'Real journalists act as agents of people, not power'

By John Pilger and Eresh Omar Jamal

John Pilger, as foreign correspondent, covered Bangladesh's Liberation War. His front-page report 'Death of a Nation' alerted the world to the life-and-death struggle of the Bengali people. He has been a war correspondent, author and documentary filmmaker who has won British journalism's highest award twice. For his documentary films, he has won an American Television Academy Award, an Emmy, and a British Academy Award given by the British Academy of Television Arts. He has received the United Nations Association Peace Prize and Gold Medal. His 1979 documentary, Cambodia Year Zero, is ranked by the British Film Institute as one of the 10 most important documentaries of the 20th century. He is the author of numerous best-selling books, including Heroes, A Secret Country, The New Rulers of the World, and Hidden Agendas. In an exclusive (electronic) interview with Eresh Omar Jamal of The Daily Star, Pilger talks about his coverage of Bangladesh's Liberation War, the state of journalism today, and the current political shifts happening in the West.

January 17, 2019 "Information Clearing House"  In an article for The Guardian in 2008, you wrote that when you came to cover Bangladesh's Liberation War in 1971, Bangabandhu Sheikh Mujibur Rahman's wife Sheikh Fazilatunnesa Mujib had asked you, “Why have you come when even crows are afraid to fly over our house?” But you didn't write your answer.

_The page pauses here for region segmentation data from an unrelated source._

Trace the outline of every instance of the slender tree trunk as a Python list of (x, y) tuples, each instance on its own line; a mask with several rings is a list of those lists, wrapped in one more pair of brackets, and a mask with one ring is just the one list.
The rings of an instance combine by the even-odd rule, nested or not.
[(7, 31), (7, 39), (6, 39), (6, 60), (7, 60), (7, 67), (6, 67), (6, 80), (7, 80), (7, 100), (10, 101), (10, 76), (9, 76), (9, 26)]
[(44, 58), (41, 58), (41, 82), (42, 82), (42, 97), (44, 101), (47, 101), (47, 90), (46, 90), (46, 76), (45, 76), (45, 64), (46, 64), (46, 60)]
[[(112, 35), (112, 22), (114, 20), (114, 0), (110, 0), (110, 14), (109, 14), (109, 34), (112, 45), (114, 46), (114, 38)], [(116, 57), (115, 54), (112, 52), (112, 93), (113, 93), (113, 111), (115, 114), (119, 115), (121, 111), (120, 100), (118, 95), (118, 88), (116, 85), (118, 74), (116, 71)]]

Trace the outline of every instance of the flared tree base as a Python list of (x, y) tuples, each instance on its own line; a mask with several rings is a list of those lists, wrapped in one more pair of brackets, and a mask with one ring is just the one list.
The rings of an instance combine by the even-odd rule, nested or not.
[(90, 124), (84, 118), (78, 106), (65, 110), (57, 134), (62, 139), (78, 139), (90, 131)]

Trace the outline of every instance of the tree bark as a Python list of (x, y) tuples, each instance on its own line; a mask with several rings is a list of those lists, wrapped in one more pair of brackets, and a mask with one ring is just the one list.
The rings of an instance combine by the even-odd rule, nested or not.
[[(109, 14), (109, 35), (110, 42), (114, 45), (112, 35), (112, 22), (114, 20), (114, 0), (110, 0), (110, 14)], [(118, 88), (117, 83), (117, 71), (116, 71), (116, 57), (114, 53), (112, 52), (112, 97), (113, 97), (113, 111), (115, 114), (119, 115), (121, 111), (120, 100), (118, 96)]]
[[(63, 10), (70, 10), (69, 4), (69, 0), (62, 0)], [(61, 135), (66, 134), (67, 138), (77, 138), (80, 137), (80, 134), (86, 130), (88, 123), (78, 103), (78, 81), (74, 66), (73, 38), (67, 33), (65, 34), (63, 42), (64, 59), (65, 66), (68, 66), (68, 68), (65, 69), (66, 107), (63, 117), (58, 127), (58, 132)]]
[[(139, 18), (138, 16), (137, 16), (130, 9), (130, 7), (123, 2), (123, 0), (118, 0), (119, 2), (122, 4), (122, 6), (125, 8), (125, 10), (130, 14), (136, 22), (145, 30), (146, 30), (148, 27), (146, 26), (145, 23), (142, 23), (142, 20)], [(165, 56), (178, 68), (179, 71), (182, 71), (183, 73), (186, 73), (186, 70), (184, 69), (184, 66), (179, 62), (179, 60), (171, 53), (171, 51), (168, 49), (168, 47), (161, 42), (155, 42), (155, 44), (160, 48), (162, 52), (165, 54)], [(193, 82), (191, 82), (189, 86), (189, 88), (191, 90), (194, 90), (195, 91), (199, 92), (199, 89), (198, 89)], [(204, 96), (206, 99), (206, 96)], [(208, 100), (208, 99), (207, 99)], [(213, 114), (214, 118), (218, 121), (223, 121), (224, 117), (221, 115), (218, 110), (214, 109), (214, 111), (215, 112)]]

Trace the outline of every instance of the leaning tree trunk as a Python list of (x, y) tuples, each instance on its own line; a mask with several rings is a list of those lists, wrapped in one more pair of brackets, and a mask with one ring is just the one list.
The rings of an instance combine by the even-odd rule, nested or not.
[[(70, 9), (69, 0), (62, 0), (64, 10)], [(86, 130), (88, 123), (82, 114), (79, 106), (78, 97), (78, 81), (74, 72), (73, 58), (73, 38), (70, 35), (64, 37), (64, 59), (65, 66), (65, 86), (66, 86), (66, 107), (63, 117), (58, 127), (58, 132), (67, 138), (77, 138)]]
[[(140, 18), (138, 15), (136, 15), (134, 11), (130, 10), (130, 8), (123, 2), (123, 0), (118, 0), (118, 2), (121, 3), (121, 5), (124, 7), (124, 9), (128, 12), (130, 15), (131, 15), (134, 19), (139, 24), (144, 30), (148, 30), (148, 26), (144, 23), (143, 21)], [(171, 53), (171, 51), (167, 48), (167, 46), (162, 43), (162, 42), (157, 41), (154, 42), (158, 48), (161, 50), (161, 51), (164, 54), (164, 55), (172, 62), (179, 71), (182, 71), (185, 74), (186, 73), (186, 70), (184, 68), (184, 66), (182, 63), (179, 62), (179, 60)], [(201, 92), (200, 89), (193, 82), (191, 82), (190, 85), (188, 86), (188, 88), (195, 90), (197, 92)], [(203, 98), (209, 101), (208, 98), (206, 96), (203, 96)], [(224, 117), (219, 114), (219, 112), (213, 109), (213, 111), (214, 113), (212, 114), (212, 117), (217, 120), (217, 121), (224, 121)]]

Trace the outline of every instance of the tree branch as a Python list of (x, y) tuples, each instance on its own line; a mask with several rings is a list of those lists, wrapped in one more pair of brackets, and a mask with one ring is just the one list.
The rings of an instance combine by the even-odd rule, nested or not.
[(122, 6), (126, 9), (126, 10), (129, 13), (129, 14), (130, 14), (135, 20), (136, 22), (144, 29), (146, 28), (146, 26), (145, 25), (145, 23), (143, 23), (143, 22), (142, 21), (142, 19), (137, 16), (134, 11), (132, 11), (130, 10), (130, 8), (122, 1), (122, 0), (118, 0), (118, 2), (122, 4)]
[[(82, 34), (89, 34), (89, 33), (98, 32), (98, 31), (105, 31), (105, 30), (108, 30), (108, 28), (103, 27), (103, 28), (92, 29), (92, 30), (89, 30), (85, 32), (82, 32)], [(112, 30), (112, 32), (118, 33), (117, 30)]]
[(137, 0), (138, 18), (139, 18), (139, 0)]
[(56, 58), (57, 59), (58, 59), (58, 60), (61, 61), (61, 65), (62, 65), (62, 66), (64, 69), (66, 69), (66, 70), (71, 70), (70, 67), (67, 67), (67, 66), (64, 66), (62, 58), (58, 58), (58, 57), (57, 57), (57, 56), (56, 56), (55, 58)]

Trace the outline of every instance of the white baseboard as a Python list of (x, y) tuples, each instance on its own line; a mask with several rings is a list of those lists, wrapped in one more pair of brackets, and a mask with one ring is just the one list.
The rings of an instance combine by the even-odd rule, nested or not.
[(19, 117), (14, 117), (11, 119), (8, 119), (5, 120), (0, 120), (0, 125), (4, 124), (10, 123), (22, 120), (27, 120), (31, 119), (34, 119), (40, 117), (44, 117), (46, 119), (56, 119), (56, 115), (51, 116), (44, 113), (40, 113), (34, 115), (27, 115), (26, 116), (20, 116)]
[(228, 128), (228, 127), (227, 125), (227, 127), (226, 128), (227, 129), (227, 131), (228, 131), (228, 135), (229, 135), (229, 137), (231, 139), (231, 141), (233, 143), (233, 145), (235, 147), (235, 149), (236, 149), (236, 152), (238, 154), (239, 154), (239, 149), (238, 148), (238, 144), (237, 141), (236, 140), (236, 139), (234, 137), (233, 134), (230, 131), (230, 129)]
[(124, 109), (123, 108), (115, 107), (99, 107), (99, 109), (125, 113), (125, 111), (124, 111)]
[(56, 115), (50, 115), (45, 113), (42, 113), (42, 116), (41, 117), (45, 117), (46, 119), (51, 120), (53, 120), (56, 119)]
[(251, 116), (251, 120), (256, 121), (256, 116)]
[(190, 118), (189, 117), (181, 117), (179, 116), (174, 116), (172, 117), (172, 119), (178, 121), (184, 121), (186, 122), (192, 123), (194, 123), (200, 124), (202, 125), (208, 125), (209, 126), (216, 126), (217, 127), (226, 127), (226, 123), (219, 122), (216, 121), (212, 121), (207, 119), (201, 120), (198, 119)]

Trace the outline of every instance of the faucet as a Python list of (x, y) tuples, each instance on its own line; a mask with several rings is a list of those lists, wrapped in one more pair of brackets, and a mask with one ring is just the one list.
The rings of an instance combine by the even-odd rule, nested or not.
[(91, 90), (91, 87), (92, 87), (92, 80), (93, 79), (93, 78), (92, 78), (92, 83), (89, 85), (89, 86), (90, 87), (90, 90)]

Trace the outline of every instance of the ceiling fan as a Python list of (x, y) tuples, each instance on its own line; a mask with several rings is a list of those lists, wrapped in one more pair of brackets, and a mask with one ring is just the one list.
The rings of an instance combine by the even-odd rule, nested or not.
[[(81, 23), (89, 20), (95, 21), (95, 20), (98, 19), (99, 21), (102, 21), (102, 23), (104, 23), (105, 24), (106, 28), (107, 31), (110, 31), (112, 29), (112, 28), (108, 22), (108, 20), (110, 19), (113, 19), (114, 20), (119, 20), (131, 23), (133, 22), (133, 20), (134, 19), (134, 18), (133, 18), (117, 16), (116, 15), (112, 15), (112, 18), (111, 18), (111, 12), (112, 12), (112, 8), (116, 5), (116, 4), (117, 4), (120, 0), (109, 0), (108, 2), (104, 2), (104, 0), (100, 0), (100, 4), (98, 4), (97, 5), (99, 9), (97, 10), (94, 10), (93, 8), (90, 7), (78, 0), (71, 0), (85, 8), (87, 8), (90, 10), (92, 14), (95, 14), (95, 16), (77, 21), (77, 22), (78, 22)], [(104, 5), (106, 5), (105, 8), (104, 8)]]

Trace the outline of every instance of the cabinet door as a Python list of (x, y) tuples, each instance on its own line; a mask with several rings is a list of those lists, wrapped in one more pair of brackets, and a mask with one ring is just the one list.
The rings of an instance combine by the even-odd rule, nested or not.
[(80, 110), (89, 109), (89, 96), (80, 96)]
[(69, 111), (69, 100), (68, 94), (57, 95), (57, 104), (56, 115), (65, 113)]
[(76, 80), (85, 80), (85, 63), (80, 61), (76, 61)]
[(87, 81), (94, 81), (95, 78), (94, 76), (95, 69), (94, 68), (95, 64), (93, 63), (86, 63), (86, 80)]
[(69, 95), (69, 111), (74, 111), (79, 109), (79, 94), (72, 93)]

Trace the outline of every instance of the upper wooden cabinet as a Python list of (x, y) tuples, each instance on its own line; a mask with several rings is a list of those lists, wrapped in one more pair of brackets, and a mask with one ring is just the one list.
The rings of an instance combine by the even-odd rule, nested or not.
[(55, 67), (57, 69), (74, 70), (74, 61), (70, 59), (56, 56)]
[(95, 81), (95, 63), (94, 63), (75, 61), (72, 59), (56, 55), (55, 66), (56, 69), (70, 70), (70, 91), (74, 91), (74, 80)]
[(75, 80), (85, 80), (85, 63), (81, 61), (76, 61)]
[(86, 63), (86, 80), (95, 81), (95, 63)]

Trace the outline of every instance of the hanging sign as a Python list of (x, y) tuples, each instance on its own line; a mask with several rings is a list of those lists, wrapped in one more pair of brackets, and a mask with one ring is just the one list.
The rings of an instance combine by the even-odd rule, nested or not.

Can you share what it was?

I had spent much of 1971 based in Calcutta reporting on the seven million refugees coming from what was then East Pakistan. Their journey was along what we reporters called a “corridor of pain”. The previous year, I had witnessed the devastation caused by the great tidal wave that engulfed the unprotected Bay of Bengal. What had struck me was the lack of real concern by the government in Islamabad, which sent the army to impose martial law on the people of East Bengal.

This was a dangerous corner of the world for ordinary people and dissenters from the colonial power that touched all their lives; it was also an inspirational place where, it was clear to me, a free Bangladesh was struggling to be born.

I like Bengali people; I admired their resilience and warmth and wit. In the summer of 1971, a young idealistic lawyer, Moudud Ahmed (who later rose to high office in Bangladesh), led me at night across the Radcliffe Line that divided India from East Pakistan. We marched behind an armed guide bearing a green and red Bangladeshi flag and we listened to people's moving accounts of Pakistani atrocities and saw their destroyed villages.

My subsequent report in the London Daily Mirror and my colleague Eric Piper's photographs provided substantial evidence that the Islamabad government was waging genocidal war in Bengal.